7 juni 2016

Wet Versterking bestuurskracht onderwijsinstellingen

MdV, een aantal jaren geleden vroeg een ondernemer mij om advies. Zijn bedrijf, klein begonnen, was uitgegroeid tot 200 medewerkers. Maar hij had het gevoel dat hij niet meer zo goed wist wat er op de werkvloer leefde. Hoe kon hij dat oplossen? Ik vroeg of hij een OR had. Die was er niet, en hij vertelde dat hij een standaardreactie had als iemand uit zijn bedrijf om een OR vroeg. Dan sprong hij overeind en zei: “Daar is mijn stoel, over twee weken kom ik terug”.

Dit verhaal kwam bij mij boven bij bestudering van de Wet versterking bestuurskracht onderwijsinstellingen. Omdat de verantwoordelijkheden door elkaar gaan lopen, als mensen op de verkeerde stoel terecht komen. Net als bij die ondernemer: die had blijkbaar geen oog voor het feit dat bij medezeggenschap gezag en gezagsverhoudingen heel belangrijk zijn voor het goed functioneren.

Welnu, de fractie van de SGP ziet de gezagsverhoudingen heel nadrukkelijk in een breder levensbeschouwelijk kader. Daarin heeft God alle gezag, en Hij bekleedt mensen met gezag. In dat kader zijn er diverse gezagskringen te onderscheiden. Zo is er de gezagskring van de overheid versus de onderdanen. Een andere gezagskring is die van de arbeidsverhoudingen, tussen werkgever en werknemer, of tussen bevoegd gezag en personeel van een school.

Met die gezagsverhoudingen moet je heel zorgvuldig omgaan, zeker als overheid die door haar wetgevende taak gezag uitoefent over de gezagsverhoudingen binnen het onderwijs.

In deze wet gaat de rolverdeling tussen raad van toezicht, college van bestuur en medezeggenschapsraad door elkaar lopen.

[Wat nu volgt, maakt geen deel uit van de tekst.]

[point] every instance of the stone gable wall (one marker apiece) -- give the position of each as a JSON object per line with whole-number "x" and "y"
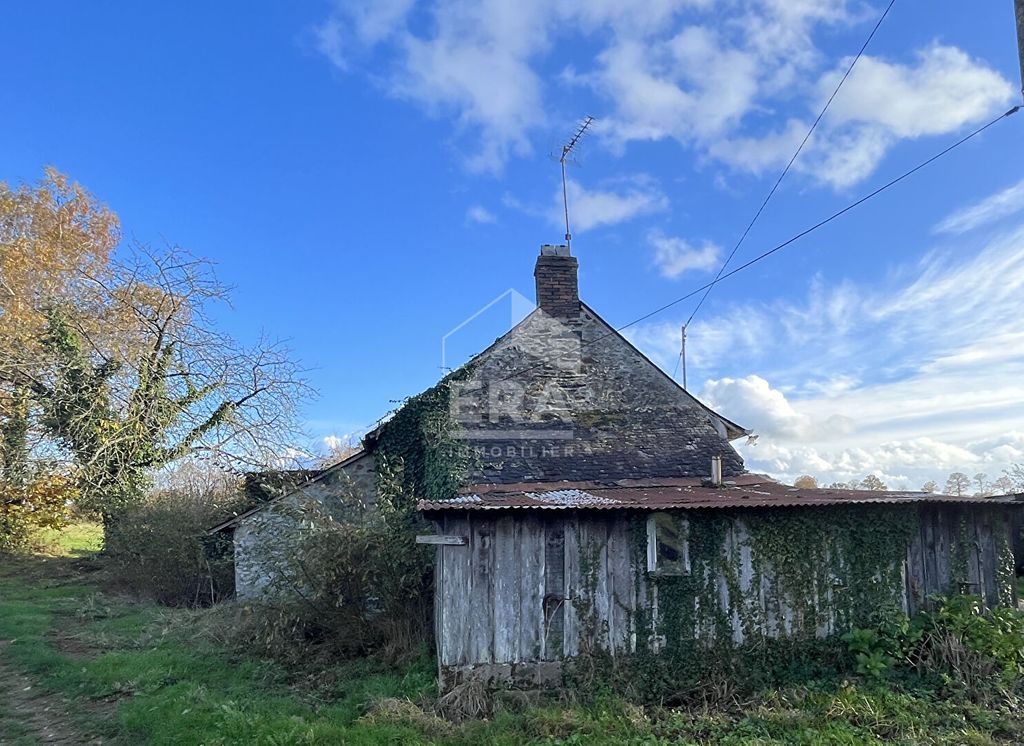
{"x": 569, "y": 399}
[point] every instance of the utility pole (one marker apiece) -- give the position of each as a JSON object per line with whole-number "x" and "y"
{"x": 1019, "y": 5}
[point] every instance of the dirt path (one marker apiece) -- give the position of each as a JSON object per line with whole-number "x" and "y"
{"x": 36, "y": 715}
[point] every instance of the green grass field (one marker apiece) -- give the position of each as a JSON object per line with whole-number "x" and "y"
{"x": 87, "y": 666}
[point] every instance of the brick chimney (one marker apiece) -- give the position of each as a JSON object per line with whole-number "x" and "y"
{"x": 557, "y": 287}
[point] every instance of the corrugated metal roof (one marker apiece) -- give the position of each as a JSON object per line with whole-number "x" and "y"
{"x": 747, "y": 491}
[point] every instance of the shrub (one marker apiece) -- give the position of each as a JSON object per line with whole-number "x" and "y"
{"x": 960, "y": 641}
{"x": 350, "y": 588}
{"x": 160, "y": 549}
{"x": 42, "y": 502}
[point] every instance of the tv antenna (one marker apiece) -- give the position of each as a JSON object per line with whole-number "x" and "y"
{"x": 682, "y": 355}
{"x": 566, "y": 150}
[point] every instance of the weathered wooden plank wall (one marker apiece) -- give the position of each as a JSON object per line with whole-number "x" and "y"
{"x": 545, "y": 585}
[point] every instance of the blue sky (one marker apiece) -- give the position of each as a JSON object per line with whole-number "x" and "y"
{"x": 370, "y": 175}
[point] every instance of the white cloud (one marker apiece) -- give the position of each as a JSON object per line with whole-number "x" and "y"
{"x": 593, "y": 208}
{"x": 479, "y": 214}
{"x": 1000, "y": 205}
{"x": 881, "y": 103}
{"x": 675, "y": 256}
{"x": 918, "y": 374}
{"x": 692, "y": 71}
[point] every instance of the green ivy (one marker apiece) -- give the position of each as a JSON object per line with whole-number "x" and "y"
{"x": 419, "y": 452}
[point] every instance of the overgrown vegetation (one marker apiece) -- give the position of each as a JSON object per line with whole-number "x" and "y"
{"x": 103, "y": 667}
{"x": 345, "y": 581}
{"x": 111, "y": 366}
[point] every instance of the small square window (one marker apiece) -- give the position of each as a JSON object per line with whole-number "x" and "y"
{"x": 667, "y": 547}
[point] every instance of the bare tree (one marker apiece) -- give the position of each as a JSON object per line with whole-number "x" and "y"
{"x": 158, "y": 383}
{"x": 1004, "y": 485}
{"x": 983, "y": 488}
{"x": 957, "y": 484}
{"x": 1016, "y": 476}
{"x": 806, "y": 482}
{"x": 872, "y": 482}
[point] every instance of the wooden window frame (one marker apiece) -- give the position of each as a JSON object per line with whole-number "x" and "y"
{"x": 656, "y": 567}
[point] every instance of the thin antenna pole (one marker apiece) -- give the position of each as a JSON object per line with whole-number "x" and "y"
{"x": 682, "y": 356}
{"x": 1019, "y": 7}
{"x": 565, "y": 204}
{"x": 566, "y": 149}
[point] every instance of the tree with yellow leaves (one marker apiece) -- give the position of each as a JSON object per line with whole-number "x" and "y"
{"x": 112, "y": 365}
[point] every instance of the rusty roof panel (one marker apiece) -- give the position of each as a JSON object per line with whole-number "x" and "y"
{"x": 682, "y": 494}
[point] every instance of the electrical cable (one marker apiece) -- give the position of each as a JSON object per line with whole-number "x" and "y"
{"x": 793, "y": 160}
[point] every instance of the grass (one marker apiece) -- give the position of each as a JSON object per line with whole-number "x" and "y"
{"x": 103, "y": 667}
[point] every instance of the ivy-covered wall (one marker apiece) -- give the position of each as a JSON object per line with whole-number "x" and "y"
{"x": 535, "y": 586}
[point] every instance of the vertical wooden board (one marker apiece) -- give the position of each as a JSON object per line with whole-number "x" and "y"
{"x": 456, "y": 596}
{"x": 595, "y": 544}
{"x": 622, "y": 584}
{"x": 915, "y": 571}
{"x": 933, "y": 582}
{"x": 987, "y": 556}
{"x": 554, "y": 587}
{"x": 506, "y": 584}
{"x": 530, "y": 591}
{"x": 751, "y": 601}
{"x": 439, "y": 597}
{"x": 945, "y": 530}
{"x": 572, "y": 586}
{"x": 480, "y": 641}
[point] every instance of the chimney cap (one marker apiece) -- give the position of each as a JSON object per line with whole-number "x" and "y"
{"x": 551, "y": 250}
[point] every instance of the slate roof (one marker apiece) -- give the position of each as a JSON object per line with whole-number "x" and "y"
{"x": 745, "y": 491}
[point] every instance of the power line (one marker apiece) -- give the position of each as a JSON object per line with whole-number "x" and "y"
{"x": 783, "y": 245}
{"x": 793, "y": 160}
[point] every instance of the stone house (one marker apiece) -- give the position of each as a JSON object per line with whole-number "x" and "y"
{"x": 581, "y": 498}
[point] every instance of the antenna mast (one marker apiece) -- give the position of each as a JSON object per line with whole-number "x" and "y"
{"x": 566, "y": 149}
{"x": 682, "y": 356}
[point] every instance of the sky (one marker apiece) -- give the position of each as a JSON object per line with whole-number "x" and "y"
{"x": 374, "y": 180}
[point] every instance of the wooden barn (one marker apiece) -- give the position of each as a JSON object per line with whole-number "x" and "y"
{"x": 583, "y": 498}
{"x": 530, "y": 575}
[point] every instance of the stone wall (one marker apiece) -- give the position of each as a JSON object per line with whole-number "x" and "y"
{"x": 568, "y": 398}
{"x": 347, "y": 492}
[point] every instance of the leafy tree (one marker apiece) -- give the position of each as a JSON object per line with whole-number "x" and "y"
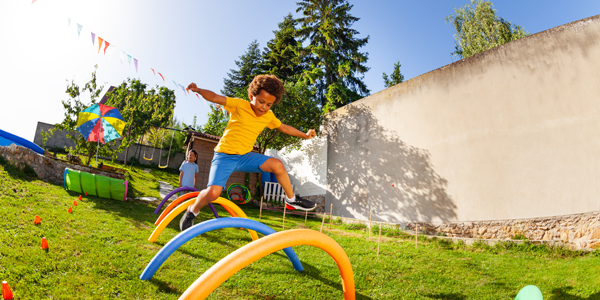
{"x": 249, "y": 66}
{"x": 141, "y": 109}
{"x": 73, "y": 106}
{"x": 217, "y": 121}
{"x": 282, "y": 57}
{"x": 395, "y": 78}
{"x": 298, "y": 108}
{"x": 479, "y": 29}
{"x": 334, "y": 57}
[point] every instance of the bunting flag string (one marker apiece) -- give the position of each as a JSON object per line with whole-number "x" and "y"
{"x": 106, "y": 44}
{"x": 100, "y": 40}
{"x": 122, "y": 56}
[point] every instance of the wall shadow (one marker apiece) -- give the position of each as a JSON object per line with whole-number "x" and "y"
{"x": 364, "y": 160}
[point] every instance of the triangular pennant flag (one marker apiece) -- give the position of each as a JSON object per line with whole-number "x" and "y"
{"x": 111, "y": 50}
{"x": 106, "y": 44}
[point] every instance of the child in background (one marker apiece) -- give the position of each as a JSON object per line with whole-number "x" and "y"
{"x": 188, "y": 175}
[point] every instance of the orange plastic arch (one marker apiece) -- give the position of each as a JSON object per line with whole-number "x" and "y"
{"x": 251, "y": 252}
{"x": 181, "y": 208}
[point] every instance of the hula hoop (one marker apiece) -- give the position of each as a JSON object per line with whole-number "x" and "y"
{"x": 244, "y": 188}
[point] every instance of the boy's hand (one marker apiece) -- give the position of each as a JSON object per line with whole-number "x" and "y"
{"x": 192, "y": 86}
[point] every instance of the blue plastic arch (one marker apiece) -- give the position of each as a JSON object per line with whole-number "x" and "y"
{"x": 207, "y": 226}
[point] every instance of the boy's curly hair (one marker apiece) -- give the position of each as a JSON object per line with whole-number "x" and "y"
{"x": 269, "y": 83}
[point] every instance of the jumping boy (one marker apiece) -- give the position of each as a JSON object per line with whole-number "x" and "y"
{"x": 234, "y": 151}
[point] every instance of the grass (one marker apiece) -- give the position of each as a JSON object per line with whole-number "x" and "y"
{"x": 100, "y": 250}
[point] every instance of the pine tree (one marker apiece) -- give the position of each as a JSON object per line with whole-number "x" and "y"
{"x": 334, "y": 56}
{"x": 394, "y": 78}
{"x": 281, "y": 56}
{"x": 249, "y": 66}
{"x": 479, "y": 29}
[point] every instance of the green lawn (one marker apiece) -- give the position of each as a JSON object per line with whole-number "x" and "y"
{"x": 100, "y": 250}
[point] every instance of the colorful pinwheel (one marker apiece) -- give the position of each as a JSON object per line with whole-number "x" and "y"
{"x": 100, "y": 123}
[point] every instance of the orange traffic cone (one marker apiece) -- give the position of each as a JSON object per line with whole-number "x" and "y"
{"x": 44, "y": 244}
{"x": 6, "y": 292}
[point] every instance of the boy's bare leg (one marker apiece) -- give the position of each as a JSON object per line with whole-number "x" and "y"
{"x": 205, "y": 197}
{"x": 275, "y": 166}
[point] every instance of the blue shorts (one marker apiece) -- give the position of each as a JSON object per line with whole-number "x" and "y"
{"x": 223, "y": 165}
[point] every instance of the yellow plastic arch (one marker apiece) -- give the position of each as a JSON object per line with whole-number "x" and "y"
{"x": 183, "y": 198}
{"x": 251, "y": 252}
{"x": 181, "y": 208}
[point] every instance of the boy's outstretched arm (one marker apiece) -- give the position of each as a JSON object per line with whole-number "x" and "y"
{"x": 208, "y": 95}
{"x": 289, "y": 130}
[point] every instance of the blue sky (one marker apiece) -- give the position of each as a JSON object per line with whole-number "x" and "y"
{"x": 199, "y": 41}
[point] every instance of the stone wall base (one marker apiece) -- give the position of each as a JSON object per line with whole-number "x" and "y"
{"x": 577, "y": 232}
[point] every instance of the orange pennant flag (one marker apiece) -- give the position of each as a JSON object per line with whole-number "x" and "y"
{"x": 106, "y": 44}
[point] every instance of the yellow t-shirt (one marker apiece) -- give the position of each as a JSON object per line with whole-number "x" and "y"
{"x": 243, "y": 127}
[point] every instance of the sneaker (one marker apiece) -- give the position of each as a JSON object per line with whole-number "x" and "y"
{"x": 187, "y": 220}
{"x": 301, "y": 204}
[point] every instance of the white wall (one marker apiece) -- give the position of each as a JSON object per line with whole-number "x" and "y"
{"x": 509, "y": 133}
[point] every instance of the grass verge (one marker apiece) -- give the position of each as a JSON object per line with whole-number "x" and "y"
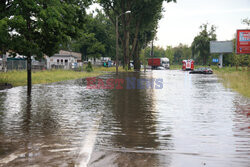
{"x": 19, "y": 78}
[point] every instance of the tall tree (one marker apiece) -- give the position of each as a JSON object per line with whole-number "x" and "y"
{"x": 201, "y": 44}
{"x": 143, "y": 19}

En waarom? Vooral als reactie op incidenten waarbij inderdaad bestuurlijk grove fouten gemaakt zijn. Besturen zijn losgezongen van de werkelijkheid. Er zijn voorbeelden te over van bezuinigingen op onderwijs en inhoud, en inzet op gebouwen en outfit. Incidenten, die absoluut wijzen op een ongezonde structuur en cultuur.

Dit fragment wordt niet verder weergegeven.